Successful growing companies usually grow through a combination of organic growth and strategic acquisitions. For purposes of this analysis, a strategic acquisition is defined as an acquisition where the result of the combination is far greater than the sum of the parts. For example, if Company A with revenues of $50 million Acquires Company SA with revenues of $10 million, the Newco mathematically would have revenues of $60 million. The anticipated performance of a well thought out strategic purchase might result in a combined revenue for Newco of $100 million within a 1 to 2 year period. A second category of strategic acquisition would focus on an improvement of the profit margins of Newco.
Let’s use two companies that are recognized as among the best at making successful acquisitions, General Electric and Cisco Systems. As their stockholders will happily tell you, these companies have been star performers in growing shareholder value. General Electric is a giant conglomerate with business lines such as GE Capital, GE Plastics, GE Power Systems, GE Medical, and several others. Cisco Systems could be categorized as a high tech growth company primarily focusing on voice and data communications hardware, software, and services.
The first rule of strategic acquisition we learn from these two prolific and successful companies is that they do it on purpose. They have a well thought out defined approach. To quote GE, “We are allocating capital to businesses that can increase growth with higher returns, businesses requiring human capital as opposed to physical capital. We are disciplined and integrators and we grow the businesses we acquire. Over the past 10 years Cisco Systems has acquired 81 companies. If you track their stock price over the same period, it is up a remarkable 1300% over that same period. GE, starting with a much larger base, still outperformed the S&P 500 index over the same period 3 to 1.
If you study the acquisitions of these two companies as well as good middle market growth through acquisition companies, you find some common strategic themes. The core principal that runs through almost every example is INTEGRATION. With the exception of establishing the original platform, GE expanding from their original roots and establishing a presence in plastics, for example, all of these acquisitions focus on integration.
An example that I use to summarize strategic acquisitions for Cisco Systems is not a real acquisition, but a hypothetical company that should demonstrate a point.
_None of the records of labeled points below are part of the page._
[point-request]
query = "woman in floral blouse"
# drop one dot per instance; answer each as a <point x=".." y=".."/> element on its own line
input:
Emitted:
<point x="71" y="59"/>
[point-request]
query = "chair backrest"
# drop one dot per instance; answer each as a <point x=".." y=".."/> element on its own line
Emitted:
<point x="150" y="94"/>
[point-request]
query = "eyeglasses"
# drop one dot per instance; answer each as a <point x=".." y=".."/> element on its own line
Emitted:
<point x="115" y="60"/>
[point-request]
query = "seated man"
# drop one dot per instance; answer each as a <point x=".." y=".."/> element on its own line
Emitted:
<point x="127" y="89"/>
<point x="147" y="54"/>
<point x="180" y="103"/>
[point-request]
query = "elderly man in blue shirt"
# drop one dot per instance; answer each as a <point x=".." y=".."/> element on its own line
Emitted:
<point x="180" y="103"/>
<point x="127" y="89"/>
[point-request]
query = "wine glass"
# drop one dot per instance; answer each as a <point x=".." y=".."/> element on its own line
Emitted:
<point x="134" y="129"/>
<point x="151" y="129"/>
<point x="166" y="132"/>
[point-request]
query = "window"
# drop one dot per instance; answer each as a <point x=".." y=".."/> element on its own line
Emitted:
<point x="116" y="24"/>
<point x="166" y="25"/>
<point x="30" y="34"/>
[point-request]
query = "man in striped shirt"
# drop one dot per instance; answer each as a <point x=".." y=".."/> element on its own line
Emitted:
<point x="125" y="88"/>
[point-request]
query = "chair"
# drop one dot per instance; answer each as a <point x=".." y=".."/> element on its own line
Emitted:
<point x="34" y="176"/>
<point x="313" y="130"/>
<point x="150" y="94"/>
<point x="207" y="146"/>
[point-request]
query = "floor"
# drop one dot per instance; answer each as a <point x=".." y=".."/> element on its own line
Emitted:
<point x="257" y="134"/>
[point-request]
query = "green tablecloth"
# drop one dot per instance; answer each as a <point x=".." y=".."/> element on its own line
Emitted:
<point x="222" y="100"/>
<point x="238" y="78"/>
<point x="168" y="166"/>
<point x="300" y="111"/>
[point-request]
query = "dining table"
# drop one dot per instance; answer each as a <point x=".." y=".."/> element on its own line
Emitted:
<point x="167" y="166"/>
I have been a very happy stockholder for over a decade. It seems like every year they would announce an acquisition that looked like this – Today Cisco announced the acquisition of Optical Solutions Company for $30 million in stock. Optical Solutions Company manufactures the OptiFast Switch, the fastest optical networking switch on the market today. The Company was started two years ago by two Stanford Electrical Engineering Professors. Current sales are $1.5 million and last year they lost $700,000. My initial reaction was, “What the heck are they doing?” What they were really looking at was what this technology could become as it was integrated into the Cisco family. First, Cisco has 5,000 sales reps, 12,000 value added resellers and systems integrators that sell their solutions, and 600,000 customers that think Cisco walks on water. Cisco knows their market, their customers, and the first mover advantage in their market. With this backdrop, the OptiFast Switch achieves sales of $130 million in its second year of Cisco sales. That’s what the heck they were doing – a classic strategic acquisition.
There are several categories of strategic acquisition that can produce some outstanding results with effective integration. Many acquisitions actually have elements from several categories.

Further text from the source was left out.